• PURPOSE
    • To evaluate the outcomes of the Thompson procedure for chronic mallet finger deformity and review the utility of this procedure.
  • METHODS
    • Seven cases of chronic mallet finger with a swan neck deformity were treated by the Thompson procedure. Ranges of motion for the distal interphalangeal (DIP) and proximal interphalangeal (PIP) joints were measured, and complications were investigated at the final examination. Patients were evaluated using the criteria reported by Abouna and Brown.
  • RESULTS
    • Four patients were men, and 3 were women. The average age at the time of surgery was 44 years (range, 25 to 71 y). The middle finger was affected in 4 cases, and the index, ring, and small finger were involved in 1 case each. The average extensor lag on the DIP joint was 42° (range, 35° to 50°). All cases were treated with the Thompson procedure. The swan neck deformity was corrected in all cases. The average motion at the final examination was -4° (range, -30° to 0°) in extension and 91° (range, 85° to 110°) in flexion for the PIP joint and -5° (range, -10° to 0 °) in extension and 63° (range, 45° to 85°) in flexion for the DIP joint.
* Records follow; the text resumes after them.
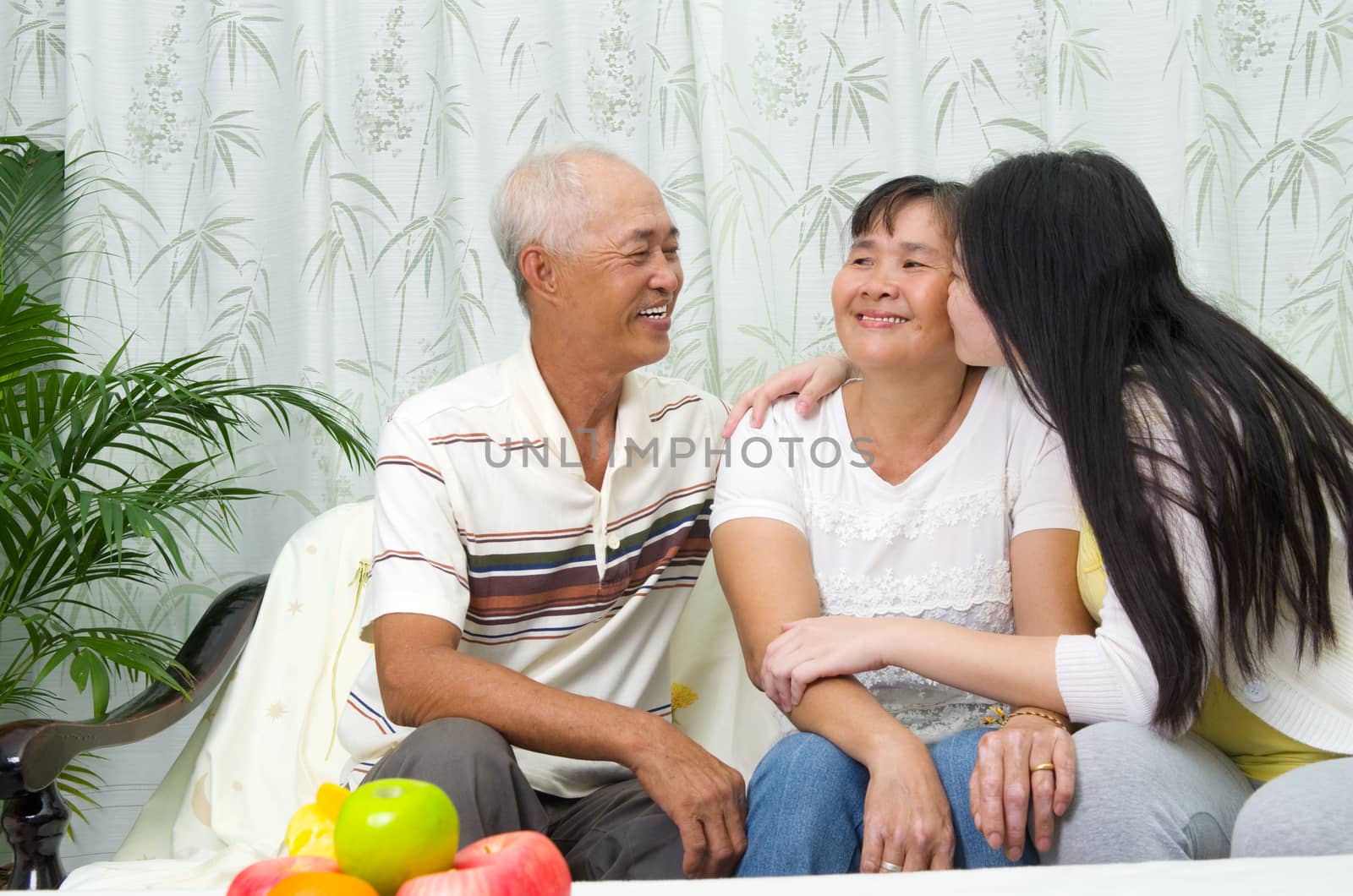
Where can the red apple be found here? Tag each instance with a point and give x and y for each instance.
(259, 878)
(516, 864)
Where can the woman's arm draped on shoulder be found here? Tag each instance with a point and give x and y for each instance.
(812, 380)
(1045, 536)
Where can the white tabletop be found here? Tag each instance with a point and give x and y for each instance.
(1235, 877)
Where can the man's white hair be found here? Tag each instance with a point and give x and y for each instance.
(543, 200)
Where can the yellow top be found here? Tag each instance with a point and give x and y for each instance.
(1260, 750)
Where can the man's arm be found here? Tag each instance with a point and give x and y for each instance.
(424, 677)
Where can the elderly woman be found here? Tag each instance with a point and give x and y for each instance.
(926, 489)
(1217, 479)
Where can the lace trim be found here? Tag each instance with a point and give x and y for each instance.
(850, 522)
(946, 593)
(935, 723)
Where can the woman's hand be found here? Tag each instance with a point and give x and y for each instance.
(819, 647)
(907, 819)
(812, 380)
(1008, 779)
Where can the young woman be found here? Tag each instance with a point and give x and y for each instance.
(927, 489)
(1218, 485)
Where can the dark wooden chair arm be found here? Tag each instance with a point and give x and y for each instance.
(33, 751)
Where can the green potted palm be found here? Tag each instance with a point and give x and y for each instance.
(108, 473)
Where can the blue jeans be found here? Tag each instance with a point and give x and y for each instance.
(807, 808)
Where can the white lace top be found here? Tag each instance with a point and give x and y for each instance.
(935, 546)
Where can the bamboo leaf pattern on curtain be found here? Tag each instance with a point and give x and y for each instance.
(302, 186)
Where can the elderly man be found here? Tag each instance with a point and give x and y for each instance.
(534, 553)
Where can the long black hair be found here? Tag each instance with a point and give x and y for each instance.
(1075, 268)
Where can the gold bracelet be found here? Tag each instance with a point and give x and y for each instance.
(1057, 722)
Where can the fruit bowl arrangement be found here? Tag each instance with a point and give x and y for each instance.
(399, 837)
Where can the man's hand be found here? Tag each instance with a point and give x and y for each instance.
(1005, 783)
(812, 380)
(703, 796)
(907, 819)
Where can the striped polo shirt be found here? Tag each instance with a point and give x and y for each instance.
(484, 519)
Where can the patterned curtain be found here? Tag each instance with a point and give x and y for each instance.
(302, 186)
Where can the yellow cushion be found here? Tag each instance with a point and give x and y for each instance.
(1258, 750)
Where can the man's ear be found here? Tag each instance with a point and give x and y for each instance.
(540, 272)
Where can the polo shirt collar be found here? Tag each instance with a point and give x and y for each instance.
(541, 417)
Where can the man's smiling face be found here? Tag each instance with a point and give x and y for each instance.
(622, 279)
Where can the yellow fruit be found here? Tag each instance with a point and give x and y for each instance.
(311, 830)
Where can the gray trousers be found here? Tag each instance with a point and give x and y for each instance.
(1143, 797)
(616, 833)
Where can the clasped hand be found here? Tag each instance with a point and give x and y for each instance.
(819, 647)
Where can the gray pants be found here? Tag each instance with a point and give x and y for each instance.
(617, 833)
(1142, 797)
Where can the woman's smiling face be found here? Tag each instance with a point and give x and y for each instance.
(890, 297)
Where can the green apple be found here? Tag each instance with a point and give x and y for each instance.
(396, 828)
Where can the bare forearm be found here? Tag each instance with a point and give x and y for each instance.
(846, 713)
(529, 715)
(1014, 669)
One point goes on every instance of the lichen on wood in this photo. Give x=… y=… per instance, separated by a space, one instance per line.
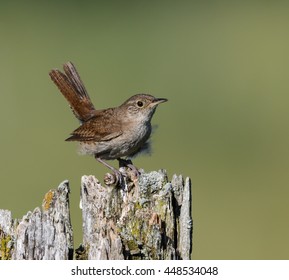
x=41 y=234
x=148 y=218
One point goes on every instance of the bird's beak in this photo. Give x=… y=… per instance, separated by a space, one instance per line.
x=159 y=100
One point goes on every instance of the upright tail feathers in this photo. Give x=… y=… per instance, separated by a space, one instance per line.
x=72 y=88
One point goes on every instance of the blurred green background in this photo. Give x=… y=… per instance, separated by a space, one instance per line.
x=224 y=67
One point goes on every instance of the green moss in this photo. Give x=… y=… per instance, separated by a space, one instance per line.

A buttonhole deformity and a dimple at the proximal tied end of the graft were seen in 1 case. Assessment by the criteria of Abouna and Brown revealed that 6 of 7 patients were categorized as cured and one as improved. No patient was categorized as unchanged.
  • CONCLUSIONS
    • The procedure provides a predictable method for correcting loss of DIP joint extension with or without PIP joint hyperextension. We believe that the Thompson procedure is an effective technique for the salvage, following failed treatment, of a closed mallet injury with an associated swan neck deformity.